After reconsidering its original ruling, the suppression court still maintained, "After a clear review of the case law, certainly the officer testified credibly. This Court believes there just wasn't enough there to support the reasonable suspicion to stop, pat-down." N.T., 7/6/12, at 4 (emphasis added). Hence, when the court reconsidered the matter, it still believed the officer testified credibly but that under the totality of circumstances the facts did not justify a stop and search. The court's determination that the officer's credible testimony did not rise to the level of reasonable suspicion was a legal conclusion. It is this legal conclusion, that reasonable suspicion was not present, where I part ways with the suppression court and the majority.

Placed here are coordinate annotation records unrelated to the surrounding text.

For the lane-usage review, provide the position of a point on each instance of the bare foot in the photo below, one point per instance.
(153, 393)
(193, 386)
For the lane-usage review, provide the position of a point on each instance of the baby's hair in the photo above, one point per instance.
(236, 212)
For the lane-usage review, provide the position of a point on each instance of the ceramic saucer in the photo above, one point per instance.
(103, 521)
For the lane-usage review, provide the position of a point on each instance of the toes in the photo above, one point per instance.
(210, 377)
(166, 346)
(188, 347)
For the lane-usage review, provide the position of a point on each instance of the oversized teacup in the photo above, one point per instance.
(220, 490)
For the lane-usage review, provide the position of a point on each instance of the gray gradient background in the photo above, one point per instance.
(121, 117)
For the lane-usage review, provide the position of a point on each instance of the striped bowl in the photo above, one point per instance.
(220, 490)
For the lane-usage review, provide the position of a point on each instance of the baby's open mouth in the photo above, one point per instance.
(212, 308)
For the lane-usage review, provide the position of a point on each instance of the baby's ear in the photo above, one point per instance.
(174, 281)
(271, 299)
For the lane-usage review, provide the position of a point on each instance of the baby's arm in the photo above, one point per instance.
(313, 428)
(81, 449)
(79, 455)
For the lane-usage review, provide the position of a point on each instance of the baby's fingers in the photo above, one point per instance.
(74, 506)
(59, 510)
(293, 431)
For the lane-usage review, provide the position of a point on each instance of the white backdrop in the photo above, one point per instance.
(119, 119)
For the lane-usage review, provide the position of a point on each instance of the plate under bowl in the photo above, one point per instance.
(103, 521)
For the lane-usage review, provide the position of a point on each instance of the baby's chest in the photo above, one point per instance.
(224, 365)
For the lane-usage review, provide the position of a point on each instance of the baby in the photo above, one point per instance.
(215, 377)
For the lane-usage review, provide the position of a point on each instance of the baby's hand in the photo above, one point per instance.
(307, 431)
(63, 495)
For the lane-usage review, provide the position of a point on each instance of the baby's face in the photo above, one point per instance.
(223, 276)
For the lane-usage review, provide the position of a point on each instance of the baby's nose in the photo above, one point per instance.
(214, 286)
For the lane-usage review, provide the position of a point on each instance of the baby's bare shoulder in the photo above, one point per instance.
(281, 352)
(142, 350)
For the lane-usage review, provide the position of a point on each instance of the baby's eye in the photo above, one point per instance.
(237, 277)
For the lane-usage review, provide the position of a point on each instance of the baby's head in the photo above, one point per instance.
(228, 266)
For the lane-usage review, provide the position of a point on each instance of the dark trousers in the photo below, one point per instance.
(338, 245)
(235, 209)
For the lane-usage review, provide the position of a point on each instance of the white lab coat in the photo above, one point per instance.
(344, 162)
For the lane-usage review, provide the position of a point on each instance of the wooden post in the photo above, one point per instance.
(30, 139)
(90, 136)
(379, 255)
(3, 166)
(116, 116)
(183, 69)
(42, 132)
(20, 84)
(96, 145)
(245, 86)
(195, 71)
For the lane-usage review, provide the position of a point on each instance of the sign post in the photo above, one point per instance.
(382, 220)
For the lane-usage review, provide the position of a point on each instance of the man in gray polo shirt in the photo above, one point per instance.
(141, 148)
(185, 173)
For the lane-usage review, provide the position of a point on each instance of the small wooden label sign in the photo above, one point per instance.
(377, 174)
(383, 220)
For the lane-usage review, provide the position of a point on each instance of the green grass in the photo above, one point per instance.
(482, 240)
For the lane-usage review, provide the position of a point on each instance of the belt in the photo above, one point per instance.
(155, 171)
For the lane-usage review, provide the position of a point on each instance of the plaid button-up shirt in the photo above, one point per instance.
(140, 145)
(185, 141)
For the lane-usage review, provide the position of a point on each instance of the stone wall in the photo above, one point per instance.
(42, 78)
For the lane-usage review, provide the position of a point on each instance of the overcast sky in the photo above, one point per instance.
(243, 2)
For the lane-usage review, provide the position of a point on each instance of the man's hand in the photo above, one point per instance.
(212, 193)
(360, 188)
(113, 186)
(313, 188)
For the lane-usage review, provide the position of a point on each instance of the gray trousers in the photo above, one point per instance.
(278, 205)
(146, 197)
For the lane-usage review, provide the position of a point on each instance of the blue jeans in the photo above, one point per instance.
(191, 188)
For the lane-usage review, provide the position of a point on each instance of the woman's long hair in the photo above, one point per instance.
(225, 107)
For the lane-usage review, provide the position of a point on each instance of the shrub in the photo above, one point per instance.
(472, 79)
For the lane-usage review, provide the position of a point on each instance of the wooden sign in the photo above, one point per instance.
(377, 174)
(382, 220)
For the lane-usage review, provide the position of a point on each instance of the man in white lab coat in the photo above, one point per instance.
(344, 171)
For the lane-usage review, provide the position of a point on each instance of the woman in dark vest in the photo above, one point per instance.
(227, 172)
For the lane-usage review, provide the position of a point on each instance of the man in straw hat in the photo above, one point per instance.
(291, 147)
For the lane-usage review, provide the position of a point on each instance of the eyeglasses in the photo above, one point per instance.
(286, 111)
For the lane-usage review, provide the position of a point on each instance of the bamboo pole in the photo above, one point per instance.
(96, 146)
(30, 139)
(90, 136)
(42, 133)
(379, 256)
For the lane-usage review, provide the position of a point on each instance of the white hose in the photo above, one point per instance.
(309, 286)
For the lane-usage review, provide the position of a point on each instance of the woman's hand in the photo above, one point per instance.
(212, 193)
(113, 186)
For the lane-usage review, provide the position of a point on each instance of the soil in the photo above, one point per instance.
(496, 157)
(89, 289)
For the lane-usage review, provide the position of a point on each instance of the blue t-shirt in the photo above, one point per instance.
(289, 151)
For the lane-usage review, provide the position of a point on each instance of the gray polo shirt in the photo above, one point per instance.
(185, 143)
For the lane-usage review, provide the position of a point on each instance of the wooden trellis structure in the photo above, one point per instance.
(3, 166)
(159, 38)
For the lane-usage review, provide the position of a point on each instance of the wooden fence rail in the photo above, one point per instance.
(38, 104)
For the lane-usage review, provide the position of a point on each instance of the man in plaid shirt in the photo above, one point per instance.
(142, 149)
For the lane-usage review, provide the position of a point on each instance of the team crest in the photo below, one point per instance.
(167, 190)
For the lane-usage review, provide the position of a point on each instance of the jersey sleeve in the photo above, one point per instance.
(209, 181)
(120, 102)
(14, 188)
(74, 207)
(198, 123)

It is axiomatic that legal conclusions do not bind this Court. See Commonwealth v. Rushing, 2013 PA.Super. 162, *5 ("this Court does not, nor is it required to, defer to the suppression court's legal conclusions"); Commonwealth v. Peterson, 17 A.3d 935, 937 (Pa.Super. 2011) ("where the appeal of the determination of the suppression court turns on allegations of legal error, 'the suppression court's conclusions of law are not binding on an appellate court, whose duty it is to determine if the suppression court properly applied the law to the facts.'"). Our standard of review requires us to accept Appellee's evidence, and so much evidence that the Commonwealth introduced that is not contradicted. See Peterson, supra. Appellee did not introduce any evidence that contradicted the Commonwealth's evidence, as the officer was the only person to testify, and the court on multiple occasions expressly delineated that the officer testified credibly.
In sum, the combination of police observation of a heavy object in Appellant's pocket, Appellant's continual turning away from police when they passed, Appellant's presence in a high crime area, and Appellant's walking away from police when they approached, warranted a brief Terry stop. Thus, I would reverse the suppression court's decision, and respectfully dissent from the majority's decision to affirm.